Broadcast’s late-night hosts may have officially cornered the market on awards-show gigs.
CBS has tapped Stephen Colbert to emcee the 2017 Primetime Emmy Awards, marking at least the fourth marquee kudos to be hosted by a late-night personality this year. He will follow Jimmy Fallon (The Golden Globes), Jimmy Kimmel (The Academy Awards) and network neighbor James Corden (The Grammys) in what will surprisingly be the veteran comic’s first time hosting a live awards telecast. (That’s excluding the notably subdued Kennedy Center Honors.)
CBS also used the relatively early host confirmation to set the date for the Academy of Television Arts and Sciences’ biggest night. The Emmys will air live, again from the Microsoft Theater in Los Angeles, at 8 p.m. ET/5 p.m. PT on Sunday, Sept. 17. This means the show will again go head-to-head with NBC’s Sunday Night Football and serve as the unofficial launch of the broadcast TV season.
“This will be the largest audience to witness an Emmys, period,” Colbert said Monday in a statement, clearly mocking the weekend’s false claims about inauguration attendance from new White House press secretary Sean Spicer. “Both in person and around the globe.”
Colbert’s Emmy gig is the latest of many platforms CBS has given the Late Show host since his 2015 arrival at the network after years of working for Comedy Central. When CBS had the revolving Super Bowl telecast rights in 2016, it gave the post-show time slot to Colbert. And throughout the 2016 election, the network gave his series several highly-publicized live outings — including one on cable sister Showtime.

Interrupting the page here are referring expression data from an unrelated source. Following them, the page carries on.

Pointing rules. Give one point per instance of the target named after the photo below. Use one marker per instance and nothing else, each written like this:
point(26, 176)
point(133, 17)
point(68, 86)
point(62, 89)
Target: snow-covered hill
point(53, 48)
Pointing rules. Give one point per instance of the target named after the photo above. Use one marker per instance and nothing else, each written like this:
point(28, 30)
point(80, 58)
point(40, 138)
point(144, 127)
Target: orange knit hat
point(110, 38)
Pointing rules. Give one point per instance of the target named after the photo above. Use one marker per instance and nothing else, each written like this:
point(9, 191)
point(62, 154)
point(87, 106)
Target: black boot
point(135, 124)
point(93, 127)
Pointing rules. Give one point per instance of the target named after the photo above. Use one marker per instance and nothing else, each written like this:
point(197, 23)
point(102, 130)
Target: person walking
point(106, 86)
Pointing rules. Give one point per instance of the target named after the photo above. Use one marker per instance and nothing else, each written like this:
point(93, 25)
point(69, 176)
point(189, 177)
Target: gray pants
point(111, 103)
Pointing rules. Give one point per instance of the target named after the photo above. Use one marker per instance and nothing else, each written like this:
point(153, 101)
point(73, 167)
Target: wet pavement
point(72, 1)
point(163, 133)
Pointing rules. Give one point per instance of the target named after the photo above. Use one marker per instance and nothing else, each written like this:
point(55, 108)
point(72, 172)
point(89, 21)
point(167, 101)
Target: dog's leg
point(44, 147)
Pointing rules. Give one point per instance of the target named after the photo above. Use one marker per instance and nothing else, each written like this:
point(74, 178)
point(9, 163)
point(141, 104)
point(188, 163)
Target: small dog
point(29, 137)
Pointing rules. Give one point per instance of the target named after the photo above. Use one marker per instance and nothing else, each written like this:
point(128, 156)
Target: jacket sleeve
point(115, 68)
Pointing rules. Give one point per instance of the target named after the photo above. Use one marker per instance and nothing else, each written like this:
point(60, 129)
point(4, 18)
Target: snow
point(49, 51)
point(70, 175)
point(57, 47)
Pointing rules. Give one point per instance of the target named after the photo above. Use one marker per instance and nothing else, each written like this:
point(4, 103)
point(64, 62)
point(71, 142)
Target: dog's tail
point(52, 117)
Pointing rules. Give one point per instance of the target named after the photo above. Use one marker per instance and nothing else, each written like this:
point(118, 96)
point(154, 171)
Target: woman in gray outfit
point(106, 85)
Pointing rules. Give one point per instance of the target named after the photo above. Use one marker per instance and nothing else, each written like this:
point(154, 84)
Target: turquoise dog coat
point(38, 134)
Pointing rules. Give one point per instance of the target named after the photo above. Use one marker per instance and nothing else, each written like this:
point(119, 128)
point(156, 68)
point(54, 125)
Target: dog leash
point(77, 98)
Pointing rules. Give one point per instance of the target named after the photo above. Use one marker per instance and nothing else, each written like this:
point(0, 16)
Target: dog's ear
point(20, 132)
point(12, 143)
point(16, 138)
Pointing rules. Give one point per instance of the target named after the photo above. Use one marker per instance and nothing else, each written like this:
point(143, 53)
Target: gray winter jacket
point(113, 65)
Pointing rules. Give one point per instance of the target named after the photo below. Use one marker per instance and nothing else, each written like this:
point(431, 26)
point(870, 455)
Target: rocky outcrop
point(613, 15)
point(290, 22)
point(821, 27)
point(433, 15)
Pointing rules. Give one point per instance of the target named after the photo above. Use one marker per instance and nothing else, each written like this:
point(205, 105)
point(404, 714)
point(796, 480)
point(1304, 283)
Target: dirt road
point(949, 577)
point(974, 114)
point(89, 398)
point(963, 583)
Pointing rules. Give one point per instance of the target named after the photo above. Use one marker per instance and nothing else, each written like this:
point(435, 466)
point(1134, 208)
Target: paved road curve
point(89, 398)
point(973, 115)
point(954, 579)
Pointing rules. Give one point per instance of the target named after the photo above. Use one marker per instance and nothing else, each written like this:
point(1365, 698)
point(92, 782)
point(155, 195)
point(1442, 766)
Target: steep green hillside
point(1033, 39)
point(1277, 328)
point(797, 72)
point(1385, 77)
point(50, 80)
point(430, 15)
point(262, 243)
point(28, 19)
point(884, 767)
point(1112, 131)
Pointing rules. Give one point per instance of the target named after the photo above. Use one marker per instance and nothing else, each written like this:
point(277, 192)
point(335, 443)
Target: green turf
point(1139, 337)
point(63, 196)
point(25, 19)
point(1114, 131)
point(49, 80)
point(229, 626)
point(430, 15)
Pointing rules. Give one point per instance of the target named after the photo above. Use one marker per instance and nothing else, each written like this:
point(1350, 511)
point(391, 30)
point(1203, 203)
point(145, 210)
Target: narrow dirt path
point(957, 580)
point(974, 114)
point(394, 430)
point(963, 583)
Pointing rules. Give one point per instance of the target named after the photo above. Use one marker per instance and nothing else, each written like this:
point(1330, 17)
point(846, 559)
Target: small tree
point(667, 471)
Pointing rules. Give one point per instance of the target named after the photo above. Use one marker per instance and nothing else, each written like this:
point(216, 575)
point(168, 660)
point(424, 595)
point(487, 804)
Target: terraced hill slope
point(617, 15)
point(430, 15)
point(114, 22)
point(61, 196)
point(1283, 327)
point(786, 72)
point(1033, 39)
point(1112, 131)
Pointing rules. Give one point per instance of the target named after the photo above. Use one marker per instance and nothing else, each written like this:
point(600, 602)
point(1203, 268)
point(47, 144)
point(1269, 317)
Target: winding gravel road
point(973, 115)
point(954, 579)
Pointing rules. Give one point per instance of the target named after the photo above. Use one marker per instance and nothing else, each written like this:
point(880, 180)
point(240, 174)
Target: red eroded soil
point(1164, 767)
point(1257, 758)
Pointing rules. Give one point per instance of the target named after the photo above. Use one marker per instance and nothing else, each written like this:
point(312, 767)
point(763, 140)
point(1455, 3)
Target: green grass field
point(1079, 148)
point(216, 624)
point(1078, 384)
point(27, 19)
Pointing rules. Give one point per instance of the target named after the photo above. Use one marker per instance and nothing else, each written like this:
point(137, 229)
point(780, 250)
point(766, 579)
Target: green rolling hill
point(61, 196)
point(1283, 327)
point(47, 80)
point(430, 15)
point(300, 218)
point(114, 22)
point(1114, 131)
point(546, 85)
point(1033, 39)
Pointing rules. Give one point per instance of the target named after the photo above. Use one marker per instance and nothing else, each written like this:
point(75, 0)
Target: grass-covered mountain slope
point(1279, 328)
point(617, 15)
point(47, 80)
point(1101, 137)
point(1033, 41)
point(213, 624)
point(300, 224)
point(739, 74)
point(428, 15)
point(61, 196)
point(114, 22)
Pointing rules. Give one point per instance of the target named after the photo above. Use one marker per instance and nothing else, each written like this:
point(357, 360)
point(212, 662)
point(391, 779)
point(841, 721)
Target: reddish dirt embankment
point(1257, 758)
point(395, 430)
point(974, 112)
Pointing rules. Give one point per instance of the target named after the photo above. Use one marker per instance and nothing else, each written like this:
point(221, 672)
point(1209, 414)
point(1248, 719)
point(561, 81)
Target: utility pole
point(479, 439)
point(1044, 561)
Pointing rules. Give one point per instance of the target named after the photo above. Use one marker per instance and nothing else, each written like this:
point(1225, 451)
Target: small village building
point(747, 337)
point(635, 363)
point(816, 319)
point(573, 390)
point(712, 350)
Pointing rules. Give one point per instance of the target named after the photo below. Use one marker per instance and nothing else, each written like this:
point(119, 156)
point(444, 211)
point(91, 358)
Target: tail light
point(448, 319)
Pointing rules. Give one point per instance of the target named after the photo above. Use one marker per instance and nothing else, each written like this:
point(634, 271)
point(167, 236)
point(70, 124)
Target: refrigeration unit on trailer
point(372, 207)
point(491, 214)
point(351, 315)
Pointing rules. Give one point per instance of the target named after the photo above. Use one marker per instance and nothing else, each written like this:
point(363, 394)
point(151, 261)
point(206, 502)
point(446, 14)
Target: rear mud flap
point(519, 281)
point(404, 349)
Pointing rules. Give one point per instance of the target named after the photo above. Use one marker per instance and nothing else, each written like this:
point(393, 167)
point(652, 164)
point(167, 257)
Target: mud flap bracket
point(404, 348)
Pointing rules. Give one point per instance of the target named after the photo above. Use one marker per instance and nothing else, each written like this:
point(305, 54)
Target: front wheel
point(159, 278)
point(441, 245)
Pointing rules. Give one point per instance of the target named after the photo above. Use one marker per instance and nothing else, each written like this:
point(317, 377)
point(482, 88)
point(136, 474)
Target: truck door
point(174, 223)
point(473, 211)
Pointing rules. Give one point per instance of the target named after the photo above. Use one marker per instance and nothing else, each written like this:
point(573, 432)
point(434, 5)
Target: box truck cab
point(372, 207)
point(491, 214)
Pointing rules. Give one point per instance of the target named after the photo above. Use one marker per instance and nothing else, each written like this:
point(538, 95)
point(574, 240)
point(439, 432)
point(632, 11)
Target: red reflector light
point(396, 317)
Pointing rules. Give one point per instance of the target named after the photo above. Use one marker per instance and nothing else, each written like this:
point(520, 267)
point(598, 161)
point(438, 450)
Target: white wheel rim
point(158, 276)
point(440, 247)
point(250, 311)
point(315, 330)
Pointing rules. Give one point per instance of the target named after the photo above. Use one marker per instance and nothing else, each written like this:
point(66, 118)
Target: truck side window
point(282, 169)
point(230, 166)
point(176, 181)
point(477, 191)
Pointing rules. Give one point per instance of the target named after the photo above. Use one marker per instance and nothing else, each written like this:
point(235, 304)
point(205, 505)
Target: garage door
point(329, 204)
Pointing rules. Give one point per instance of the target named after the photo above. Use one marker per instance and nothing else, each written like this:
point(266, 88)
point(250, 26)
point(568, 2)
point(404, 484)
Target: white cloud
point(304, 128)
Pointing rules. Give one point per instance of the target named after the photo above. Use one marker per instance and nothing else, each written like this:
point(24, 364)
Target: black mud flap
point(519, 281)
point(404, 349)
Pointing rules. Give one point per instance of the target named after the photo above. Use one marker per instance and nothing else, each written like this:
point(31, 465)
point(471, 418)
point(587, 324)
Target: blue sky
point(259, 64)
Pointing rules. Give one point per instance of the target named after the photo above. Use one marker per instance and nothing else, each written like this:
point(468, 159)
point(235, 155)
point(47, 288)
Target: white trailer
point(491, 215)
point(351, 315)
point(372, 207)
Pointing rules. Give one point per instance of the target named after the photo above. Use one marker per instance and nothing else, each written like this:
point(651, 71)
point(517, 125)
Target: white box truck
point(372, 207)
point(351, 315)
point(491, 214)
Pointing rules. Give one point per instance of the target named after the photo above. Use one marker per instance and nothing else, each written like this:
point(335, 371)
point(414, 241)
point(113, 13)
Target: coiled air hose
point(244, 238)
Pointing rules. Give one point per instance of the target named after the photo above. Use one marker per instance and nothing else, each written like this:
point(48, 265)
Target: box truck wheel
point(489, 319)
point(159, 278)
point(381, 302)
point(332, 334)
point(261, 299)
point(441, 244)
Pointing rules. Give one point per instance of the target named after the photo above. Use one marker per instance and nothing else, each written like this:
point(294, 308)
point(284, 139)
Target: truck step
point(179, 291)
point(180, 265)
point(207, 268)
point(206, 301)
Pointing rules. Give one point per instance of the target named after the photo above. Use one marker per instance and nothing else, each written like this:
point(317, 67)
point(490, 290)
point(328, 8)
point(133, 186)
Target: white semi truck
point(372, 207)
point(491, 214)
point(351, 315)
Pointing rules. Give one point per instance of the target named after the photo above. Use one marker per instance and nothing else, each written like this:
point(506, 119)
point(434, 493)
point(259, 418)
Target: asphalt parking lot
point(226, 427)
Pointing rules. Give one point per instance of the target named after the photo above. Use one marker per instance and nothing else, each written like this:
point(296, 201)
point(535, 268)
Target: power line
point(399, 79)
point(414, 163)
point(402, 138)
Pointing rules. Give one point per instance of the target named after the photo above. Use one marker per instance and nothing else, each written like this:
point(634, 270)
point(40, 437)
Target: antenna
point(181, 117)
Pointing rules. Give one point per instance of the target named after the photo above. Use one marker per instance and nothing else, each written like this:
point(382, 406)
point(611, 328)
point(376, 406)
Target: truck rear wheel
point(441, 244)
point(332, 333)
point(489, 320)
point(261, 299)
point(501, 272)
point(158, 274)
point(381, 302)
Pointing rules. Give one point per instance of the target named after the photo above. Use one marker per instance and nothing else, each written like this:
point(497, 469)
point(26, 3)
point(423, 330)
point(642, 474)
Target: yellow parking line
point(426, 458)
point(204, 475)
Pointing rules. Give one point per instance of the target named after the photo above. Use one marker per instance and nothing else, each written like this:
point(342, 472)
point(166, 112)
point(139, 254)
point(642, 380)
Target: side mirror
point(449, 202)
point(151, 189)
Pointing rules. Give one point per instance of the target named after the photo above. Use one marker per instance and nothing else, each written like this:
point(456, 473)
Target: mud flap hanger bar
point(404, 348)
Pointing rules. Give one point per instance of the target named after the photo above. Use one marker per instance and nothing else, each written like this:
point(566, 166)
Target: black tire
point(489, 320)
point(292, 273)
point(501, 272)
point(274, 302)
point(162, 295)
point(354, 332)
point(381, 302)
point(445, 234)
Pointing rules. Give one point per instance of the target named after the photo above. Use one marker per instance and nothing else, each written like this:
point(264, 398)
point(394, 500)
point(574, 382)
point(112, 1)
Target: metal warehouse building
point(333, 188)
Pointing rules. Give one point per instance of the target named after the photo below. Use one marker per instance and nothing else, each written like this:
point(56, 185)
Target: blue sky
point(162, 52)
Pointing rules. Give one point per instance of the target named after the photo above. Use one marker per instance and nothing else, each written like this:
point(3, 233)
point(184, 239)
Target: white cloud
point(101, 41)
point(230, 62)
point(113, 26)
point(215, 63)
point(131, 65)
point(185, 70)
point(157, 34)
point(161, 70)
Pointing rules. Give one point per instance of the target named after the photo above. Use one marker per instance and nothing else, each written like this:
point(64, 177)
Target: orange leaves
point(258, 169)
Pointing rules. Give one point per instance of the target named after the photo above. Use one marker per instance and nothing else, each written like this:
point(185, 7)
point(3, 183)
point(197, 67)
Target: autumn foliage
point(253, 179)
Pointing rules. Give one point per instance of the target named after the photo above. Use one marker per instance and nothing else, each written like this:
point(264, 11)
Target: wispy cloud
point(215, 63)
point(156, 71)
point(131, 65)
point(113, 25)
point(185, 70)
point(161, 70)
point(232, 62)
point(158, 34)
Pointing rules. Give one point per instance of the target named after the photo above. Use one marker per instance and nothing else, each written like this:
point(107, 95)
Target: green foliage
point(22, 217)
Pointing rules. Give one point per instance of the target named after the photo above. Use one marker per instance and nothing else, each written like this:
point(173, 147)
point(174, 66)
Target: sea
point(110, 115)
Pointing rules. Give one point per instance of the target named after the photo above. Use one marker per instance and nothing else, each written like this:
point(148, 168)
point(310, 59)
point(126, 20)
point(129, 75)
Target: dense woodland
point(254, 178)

Putting so much energy on Colbert has paid off. Though his telecast is still No. 2 to NBC’s The Tonight Show Starring Jimmy Fallon among adults 18-49, he has posted strong gains with his politically focused outings. This past week, he won four of five nights among households.
“We’re excited to kick off the new season and celebrate the top achievements in television with Stephen Colbert as host of the Primetime Emmys,” said Jack Sussman, CBS Entertainment executive vp specials, music and live events. “Stephen is the ultimate master of ceremonies with award-winning creative talents, and as we’ve seen the past few months, he has a fearless passion for live television. We look forward to honoring television’s best while entertaining audiences with the creative energy and sharp comedy of Stephen Colbert.”
The Emmys telecast is not a ratings powerhouse like that of the Oscars or the Golden Globes — it sank to a low 11.3 million viewers on ABC last year — but the show remains a valuable platform for whichever network gets the rotating telecast each year. The broadcast also has long been a platform for networks to plug internal talent (see CBS’ 2014 choice, How I Met Your Mother star Neil Patrick Harris), whereas that trend is decidedly new for other awards shows.
Though he’s never hosted, Colbert is no stranger to the Emmys. He has taken home nine Emmy statuettes for writing (The Daily Show and The Colbert Report) and outstanding variety series (The Colbert Report). His Late Show, however, was famously snubbed in its first year of eligibility.
“We are thrilled that Stephen Colbert will be bringing his Emmy-winning comedic talent to hosting this year’s Emmy Awards,” said newly minted TV Academy chairman and CEO Hayma Washington, who will be overseeing his first Emmys. “He’s a formidable showman and we are delighted to begin working with him and the entire CBS team.”